Een persbericht van het Mauritshuis in Den Haag. Het museum heeft laten onderzoeken of er verschil bestaat hoe kunstkenners en niet-kunstenaars kijken naar het schilderij Gezicht op Delft (1660/1661) van Johannes Vermeer. Het onderzoek werd verricht door bezoekers van beide groepen een eye-tracking bril op te zetten.

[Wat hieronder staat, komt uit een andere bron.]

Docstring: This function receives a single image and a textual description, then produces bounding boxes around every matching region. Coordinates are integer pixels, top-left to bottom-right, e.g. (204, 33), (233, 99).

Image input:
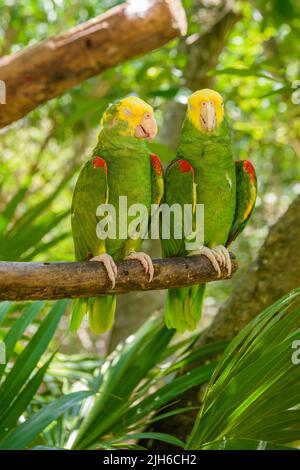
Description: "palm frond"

(187, 288), (300, 450)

Wat blijkt? Er is verschil. Arts en neurobioloog Dick Swaab, die ook een bril op zette, mocht 'conclusies' trekken uit de verzamelde gegevens:
‘Iedereen kijkt in eerste instantie naar de stad, ongeacht kunstkenner of niet-kunstkenner. Mensen die weinig ervaring hebben met schilderijen schieten gelijk naar boven, beneden, van link naar rechts. Maar ze beginnen ook met kijken naar de stad, om vervolgens te focussen op verschillende dingen.’
Met andere woorden, de mijne, geïnspireerd op het denken van Schwaab: Een niet-kunstkenner zoekt op een schilderij.

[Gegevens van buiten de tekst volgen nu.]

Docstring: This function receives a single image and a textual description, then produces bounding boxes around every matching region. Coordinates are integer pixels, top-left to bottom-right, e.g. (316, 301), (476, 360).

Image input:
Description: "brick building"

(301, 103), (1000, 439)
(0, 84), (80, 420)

Dat lijkt mij een goede kijkhouding. Wie is dit? Vermeer? Wat is het? Wat staat erop? Wat moet ik er mee? Heb ik er iets aan? Is dit mooi? Is dit knap? Is dit goed? Waar zie ik dat dan aan?
Beter misschien wel dan de houding van de kunstkenner. O, daar heb je Vermeer. Een van mijn favoriete schilders. Gezicht op Delft. Eens kijken hoe hij dat doet, die wolken, dat licht, die mensjes, die stad, die geveltjes. Ja, knap hoor. Kom, hoe heet dat water ook maar weer?

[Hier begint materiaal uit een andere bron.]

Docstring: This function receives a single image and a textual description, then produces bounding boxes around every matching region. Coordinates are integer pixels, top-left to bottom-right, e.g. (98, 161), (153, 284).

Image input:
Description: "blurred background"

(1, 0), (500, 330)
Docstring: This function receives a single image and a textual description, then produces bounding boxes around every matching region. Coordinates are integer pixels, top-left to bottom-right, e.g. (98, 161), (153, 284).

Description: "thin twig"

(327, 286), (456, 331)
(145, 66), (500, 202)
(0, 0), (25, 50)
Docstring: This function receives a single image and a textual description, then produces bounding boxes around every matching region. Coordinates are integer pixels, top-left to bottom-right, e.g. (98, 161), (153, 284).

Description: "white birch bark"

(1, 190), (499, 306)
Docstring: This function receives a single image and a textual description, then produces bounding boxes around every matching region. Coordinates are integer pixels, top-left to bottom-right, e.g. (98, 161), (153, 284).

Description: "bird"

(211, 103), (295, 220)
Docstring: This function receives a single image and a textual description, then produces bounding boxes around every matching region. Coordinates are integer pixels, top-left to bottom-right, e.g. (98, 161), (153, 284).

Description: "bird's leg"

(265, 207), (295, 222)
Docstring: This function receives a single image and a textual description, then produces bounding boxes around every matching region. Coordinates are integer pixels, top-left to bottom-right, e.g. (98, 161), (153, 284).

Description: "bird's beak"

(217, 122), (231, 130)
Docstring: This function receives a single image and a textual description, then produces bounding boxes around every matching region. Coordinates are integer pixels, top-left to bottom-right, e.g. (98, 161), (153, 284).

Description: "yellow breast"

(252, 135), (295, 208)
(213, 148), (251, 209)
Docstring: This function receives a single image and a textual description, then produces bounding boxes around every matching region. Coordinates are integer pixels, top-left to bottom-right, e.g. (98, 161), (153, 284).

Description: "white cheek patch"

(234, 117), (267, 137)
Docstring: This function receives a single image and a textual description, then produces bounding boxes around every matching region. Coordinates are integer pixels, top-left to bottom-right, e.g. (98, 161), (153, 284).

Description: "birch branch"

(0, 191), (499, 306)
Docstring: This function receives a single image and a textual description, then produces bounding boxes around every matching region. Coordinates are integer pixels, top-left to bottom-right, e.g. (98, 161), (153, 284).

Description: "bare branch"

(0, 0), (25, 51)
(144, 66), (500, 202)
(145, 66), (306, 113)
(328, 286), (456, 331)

Onderaan het persbericht wordt uitgelegd wat moeten worden verstaan onder een kunstkenner en een niet-kunstkenner. Een kunstkenner gaat volgens het Mauritshuis meerdere keren per jaar of maand naar een kunstmuseum. Een niet-kunstkenner gaat maximaal 1 keer per jaar naar een kunstmuseum.